KANSAS CITY, Kan. >> One year ago, Chris Buescher was beaten by Kyle Larson at Kansas Speedway by the blink of the eye.
Less than a blink of an eye.
The official margin of victory for the spring race at the track was 0.001 seconds, the closest in NASCAR Cup Series history, and nobody has forgotten it. Not the way that Larson came slinging around the outside of Turns 3 and 4, nor how they were nose-to-nose at the wire, nor how broadcasters thought that Buescher had held him off for the win.
“Certainly at that moment, thought we got it just by my eye,” Buescher recalled this week. “I was probably a little biased.”
It wasn’t until they had nearly finished their cool-down lap that Larson learned he had won.
And that Buescher learned he had not.
“At the end of the day, it was, you know — it was ‘that’ close, right?” Buescher said. “Like I said, played a lot of things in our head that week on what we would have done different, and maybe it would have ended in a different result. But ultimately, it doesn’t matter until we have a chance to replay it.”
They get that chance on Sunday when the Cup Series returns to Kansas Speedway.
Larson is off to another sensational start to the season, with wins at Homestead and Bristol, and three consecutive top-5 runs after his fourth-place finish last week at Texas. He’s the betting favorite to repeat at Kansas and start a busy three-week stretch that includes another shot at “the Double” — the Indy 500 and Coca-Cola 600 on the same day later this month.
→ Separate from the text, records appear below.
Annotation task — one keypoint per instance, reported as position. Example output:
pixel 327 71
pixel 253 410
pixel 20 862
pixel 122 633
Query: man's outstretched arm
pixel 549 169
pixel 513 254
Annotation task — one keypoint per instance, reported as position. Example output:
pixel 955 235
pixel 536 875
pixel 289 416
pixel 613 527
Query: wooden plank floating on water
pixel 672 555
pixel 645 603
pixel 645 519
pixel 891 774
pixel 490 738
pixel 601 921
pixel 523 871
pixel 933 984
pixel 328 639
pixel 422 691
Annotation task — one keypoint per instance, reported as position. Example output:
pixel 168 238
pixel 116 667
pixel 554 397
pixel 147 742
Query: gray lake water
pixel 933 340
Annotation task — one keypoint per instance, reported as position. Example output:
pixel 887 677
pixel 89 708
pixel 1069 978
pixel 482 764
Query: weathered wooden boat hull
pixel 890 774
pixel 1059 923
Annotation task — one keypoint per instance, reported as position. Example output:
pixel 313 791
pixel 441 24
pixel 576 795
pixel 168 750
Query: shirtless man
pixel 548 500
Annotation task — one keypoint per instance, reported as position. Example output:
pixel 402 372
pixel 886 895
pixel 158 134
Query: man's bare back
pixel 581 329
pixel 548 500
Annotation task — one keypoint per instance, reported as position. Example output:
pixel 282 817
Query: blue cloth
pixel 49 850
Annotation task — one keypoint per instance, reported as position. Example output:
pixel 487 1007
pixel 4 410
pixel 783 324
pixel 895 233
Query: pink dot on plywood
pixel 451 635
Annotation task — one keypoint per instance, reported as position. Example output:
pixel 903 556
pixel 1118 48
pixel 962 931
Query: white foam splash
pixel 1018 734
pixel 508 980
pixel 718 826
Buescher hasn’t had nearly the same success. His best finish has been a fifth at Phoenix, and in the last three races, he has not finished better than 18th, which is where he put his Ford for RFK Racing last week at Texas.
But perhaps a return to the Heartland will turn around some fortunes. Forget for a moment that he was oh-so-close to winning at Kansas last year, and remember that he not only finished second in the spring but ran a strong 11th in the fall race.